Etait ce vraiment elle ? était elle vraiment ainsi ?

Elle s'en voulait un peu d'avoir montré ce côté salope, caché au fond d'elle, tout en sachant que ce moment n'était pas vraiment une erreur car malgré la gêne, la honte qu'elle n'avait pu empêcher de remonter, elle lui avait prouvé qu'elle était capable de supporter. C'était un petit pas pour le moment, elle en était consciente mais qui sait, peut être parviendrait elle à devenir celle qu'il voulait qu'elle soit. Le regard qu'il avait posé sur elle, ce jour là, admiratif, fier, avait tout balayé.

Allait il faire monter d'un cran son éducation maintenant qu'il avait vu de quoi elle était capable. Elle ne l'avait pas encore vu sous son véritable jour et d'après Natacha il pouvait être plus que ce qu'il lui avait montré jusqu'à présent.

Si elle avait eu idée du projet qu'il avait en tête, si elle avait su ce qu'il préparait, certainement qu'elle aurait perdu sa sérénité et qu'elle ne se serait pas laissé aller si facilement.

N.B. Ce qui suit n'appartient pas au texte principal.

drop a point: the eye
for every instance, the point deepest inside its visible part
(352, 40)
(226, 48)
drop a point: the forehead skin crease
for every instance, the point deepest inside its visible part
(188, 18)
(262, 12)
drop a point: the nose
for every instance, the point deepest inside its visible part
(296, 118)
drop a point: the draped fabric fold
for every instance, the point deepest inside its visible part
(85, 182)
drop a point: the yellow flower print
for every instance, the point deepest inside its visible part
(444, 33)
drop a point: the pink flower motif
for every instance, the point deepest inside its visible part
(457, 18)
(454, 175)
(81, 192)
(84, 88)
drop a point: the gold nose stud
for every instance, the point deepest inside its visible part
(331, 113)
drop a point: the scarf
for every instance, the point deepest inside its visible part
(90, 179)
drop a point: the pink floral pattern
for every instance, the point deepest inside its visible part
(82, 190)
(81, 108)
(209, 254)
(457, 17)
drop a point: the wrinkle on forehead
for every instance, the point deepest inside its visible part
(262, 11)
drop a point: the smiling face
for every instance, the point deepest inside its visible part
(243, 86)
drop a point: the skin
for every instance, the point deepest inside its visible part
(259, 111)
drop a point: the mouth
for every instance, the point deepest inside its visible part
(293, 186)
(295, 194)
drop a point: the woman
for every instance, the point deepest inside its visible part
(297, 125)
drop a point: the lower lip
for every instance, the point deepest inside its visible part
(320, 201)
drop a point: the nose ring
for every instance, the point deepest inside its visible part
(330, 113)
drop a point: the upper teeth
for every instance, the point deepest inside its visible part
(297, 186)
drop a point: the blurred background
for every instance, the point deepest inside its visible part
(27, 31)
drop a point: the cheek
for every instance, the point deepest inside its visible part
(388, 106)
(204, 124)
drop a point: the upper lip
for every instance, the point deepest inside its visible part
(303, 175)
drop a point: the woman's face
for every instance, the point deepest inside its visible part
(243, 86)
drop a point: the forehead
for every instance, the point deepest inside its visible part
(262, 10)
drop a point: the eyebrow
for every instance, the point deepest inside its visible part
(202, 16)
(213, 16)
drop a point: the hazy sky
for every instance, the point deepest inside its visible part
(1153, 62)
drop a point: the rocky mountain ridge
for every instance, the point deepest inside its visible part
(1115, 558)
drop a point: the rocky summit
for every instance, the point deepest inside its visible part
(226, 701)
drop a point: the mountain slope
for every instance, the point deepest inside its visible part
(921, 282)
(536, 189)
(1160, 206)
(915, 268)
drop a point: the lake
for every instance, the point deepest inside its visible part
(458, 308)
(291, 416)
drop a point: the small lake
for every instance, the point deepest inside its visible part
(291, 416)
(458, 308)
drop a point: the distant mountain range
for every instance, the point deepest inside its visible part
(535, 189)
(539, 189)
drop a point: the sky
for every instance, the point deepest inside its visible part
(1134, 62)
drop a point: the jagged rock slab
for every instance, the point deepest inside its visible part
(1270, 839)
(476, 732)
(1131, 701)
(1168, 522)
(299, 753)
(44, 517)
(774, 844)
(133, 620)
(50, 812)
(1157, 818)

Ce projet n'était pas le fruit du hasard, c'était un projet qu'il avait élaboré au fil des années pour le jour où enfin elle croiserait sa route.

Puis  le destin s'était souvenu de lui en lui envoyant  ce petit bout de femme à cent lieux de l'image qu'il s'était faite de sa future soumise. Elle était tout le contraire de toutes celles qu'il avait rencontrées. Elle était plus petite, brune avec un carré souple et une petite frange, un caractère à  faire hérisser les cheveux sur la tête d'un dominant. Mais un corps de rêve avec de jolies formes, le corps d'une jeune femme habituée à bouger et à faire de l'exercice. Mais ce qui lui avait plu dès les premiers instants où elle s'était retrouvée entre ses mains  c'était cette personnalité sauvage, peu habituée à obéir et qui était entièrement à éduquer vu qu'elle ne connaissait pas grand chose du monde BDSM.

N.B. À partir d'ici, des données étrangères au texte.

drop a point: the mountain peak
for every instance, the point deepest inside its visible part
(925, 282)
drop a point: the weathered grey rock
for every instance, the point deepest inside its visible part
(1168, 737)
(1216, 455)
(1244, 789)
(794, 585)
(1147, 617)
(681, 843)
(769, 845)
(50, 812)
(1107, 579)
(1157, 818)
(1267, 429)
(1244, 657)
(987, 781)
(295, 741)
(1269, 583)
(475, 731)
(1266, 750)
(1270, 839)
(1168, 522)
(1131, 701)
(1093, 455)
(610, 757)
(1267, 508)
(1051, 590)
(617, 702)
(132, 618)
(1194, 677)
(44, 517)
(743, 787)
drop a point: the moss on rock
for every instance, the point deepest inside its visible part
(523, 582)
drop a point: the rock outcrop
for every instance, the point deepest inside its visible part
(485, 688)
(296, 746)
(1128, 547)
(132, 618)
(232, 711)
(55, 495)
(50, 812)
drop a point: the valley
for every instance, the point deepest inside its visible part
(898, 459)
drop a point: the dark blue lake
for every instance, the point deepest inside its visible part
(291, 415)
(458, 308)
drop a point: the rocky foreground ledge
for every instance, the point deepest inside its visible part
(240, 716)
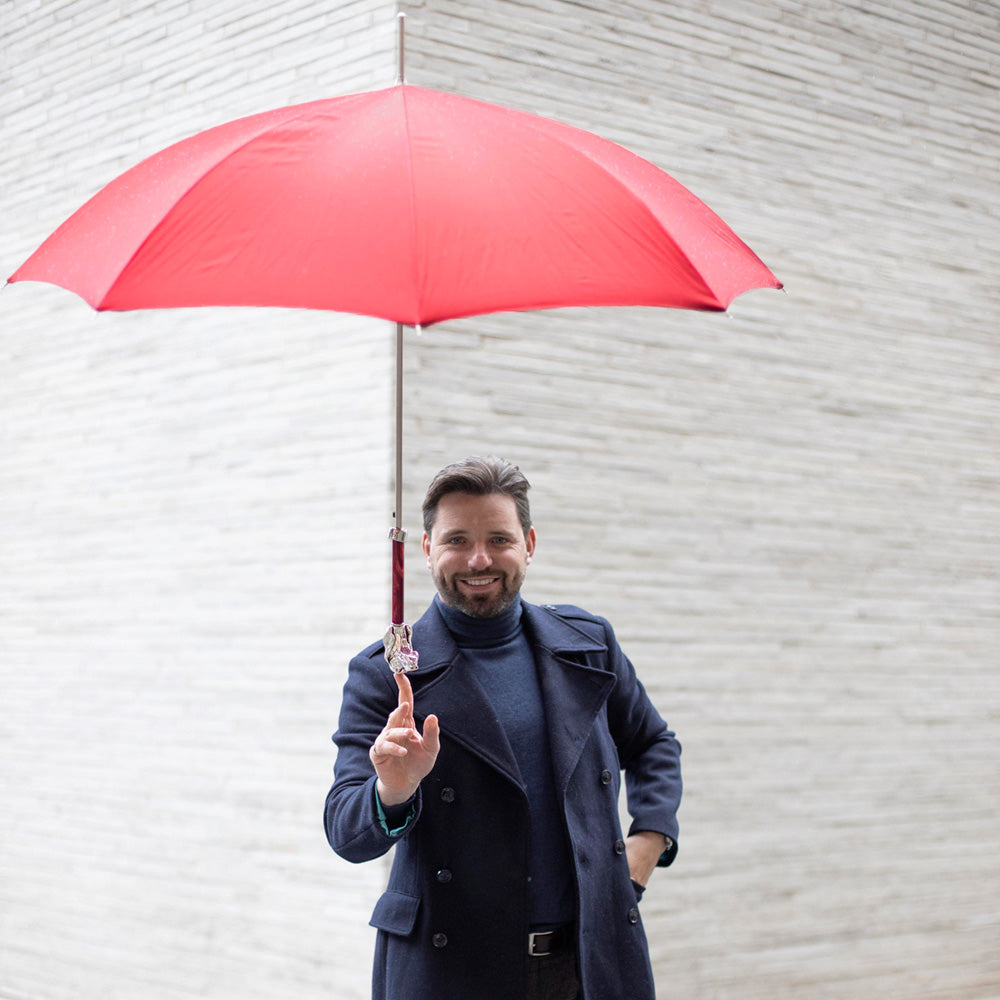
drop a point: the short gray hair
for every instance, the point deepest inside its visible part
(479, 477)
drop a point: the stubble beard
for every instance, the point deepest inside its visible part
(487, 606)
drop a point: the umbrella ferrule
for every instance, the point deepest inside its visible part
(399, 652)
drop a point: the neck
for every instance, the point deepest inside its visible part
(469, 631)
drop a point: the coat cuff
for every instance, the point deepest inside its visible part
(395, 820)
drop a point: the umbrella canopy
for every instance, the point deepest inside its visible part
(403, 203)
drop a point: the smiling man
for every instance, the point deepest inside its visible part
(495, 773)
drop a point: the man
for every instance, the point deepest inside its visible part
(495, 774)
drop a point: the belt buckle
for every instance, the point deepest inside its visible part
(542, 939)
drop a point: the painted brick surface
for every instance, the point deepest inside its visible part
(789, 512)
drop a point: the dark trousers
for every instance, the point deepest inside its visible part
(553, 977)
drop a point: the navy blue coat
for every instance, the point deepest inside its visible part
(453, 922)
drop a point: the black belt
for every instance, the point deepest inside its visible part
(542, 943)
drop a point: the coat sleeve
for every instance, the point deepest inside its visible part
(353, 827)
(648, 752)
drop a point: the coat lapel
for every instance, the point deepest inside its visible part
(574, 692)
(446, 686)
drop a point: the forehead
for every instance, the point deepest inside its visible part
(467, 512)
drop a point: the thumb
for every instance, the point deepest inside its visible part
(432, 740)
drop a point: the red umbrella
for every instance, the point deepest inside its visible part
(403, 203)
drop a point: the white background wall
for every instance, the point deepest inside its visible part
(789, 512)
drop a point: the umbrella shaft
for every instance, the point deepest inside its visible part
(398, 534)
(397, 583)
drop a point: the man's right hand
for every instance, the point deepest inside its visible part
(401, 756)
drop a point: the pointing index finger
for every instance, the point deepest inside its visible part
(405, 693)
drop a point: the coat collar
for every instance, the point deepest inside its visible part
(573, 690)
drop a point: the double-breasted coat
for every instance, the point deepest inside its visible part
(453, 922)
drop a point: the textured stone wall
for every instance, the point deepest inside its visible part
(790, 512)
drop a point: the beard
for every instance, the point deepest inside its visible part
(490, 604)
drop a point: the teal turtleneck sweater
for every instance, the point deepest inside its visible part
(498, 650)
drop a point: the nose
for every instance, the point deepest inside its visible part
(480, 558)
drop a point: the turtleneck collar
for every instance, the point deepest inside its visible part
(472, 632)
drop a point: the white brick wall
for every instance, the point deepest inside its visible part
(790, 513)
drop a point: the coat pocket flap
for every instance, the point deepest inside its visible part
(395, 912)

Jamais à son souvenir il n'avait rencontré de femme, dans son milieu, lui ressemblant.

Mais la  patience est une forme d'intelligence inquiétante.

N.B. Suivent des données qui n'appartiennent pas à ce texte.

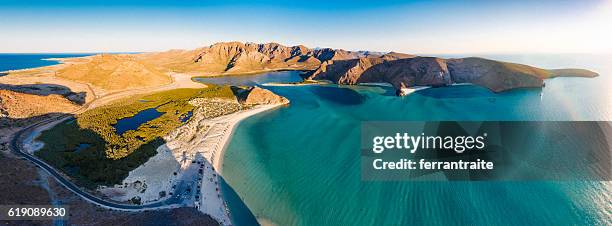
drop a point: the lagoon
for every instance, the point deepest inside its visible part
(310, 174)
(131, 123)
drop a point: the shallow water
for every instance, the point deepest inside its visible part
(131, 123)
(310, 174)
(15, 61)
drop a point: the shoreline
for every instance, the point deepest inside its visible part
(234, 121)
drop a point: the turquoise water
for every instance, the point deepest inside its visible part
(310, 174)
(15, 61)
(131, 123)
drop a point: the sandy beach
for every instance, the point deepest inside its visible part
(191, 160)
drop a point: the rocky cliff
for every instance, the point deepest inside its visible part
(402, 71)
(237, 58)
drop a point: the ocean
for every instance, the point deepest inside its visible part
(16, 61)
(300, 164)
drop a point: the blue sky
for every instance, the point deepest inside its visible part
(405, 26)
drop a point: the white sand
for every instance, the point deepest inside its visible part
(199, 144)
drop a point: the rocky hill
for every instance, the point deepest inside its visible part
(239, 58)
(403, 71)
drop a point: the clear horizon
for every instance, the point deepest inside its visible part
(421, 27)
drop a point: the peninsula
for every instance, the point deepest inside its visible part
(68, 117)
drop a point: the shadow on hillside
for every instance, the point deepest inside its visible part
(48, 89)
(82, 154)
(240, 93)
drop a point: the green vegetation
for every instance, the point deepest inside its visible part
(89, 149)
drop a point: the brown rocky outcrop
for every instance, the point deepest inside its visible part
(237, 57)
(403, 70)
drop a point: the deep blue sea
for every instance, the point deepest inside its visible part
(300, 164)
(15, 61)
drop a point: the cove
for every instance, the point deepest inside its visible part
(300, 164)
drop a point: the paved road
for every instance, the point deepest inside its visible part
(17, 143)
(16, 146)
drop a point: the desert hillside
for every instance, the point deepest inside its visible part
(114, 72)
(404, 71)
(237, 58)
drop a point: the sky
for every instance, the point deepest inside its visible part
(422, 27)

Il avait été patient, très patient.

Depuis qu'il s'était découvert, il avait encore attendu des années pour la trouver. Il n'avait jamais renoncé, chaque minutes passées avec d'autres n'avaient jamais été perdues mais investies. Il observait, analysait, apprenait car pour lui un Maître n'en savait jamais assez et sa soumise avait beaucoup à lui apprendre. Il n'était pas pressé, n'avait pas besoin de reconnaissance immédiate. Il sacrifiait son présent pour mieux dominer son avenir. Sa maîtrise de soi en était presque inhumaine. Il avait un contrôle exceptionnel de ses émotions, de ses gestes, et de ses réactions. Face aux moments de grande tension, il demeurait impassible. Là où d'autres auraient céder à la colère, dans son statut d'homme d'affaire comme  à l'intérieur de ses donjons, lui gardait un calme étonnant. C'était une discipline intérieure forgée par des années d'entrainement. Rien ne trahissait ce qu'il ressentait réellement, ni ses yeux, ni le ton de sa voix. Tout cela lui donnait une autorité naturelle, une sorte d'aura que les autres comprenaient.

Il avait eu raison d'attendre car ce qu'il tenait au bout d'une laisse à ce jour était un diamant à l'état brut, un joyau pur à façonner et il y avait encore beaucoup de travail, mais il avait le temps, tout son temps il était maintenant convaincu que jamais elle ne partirait.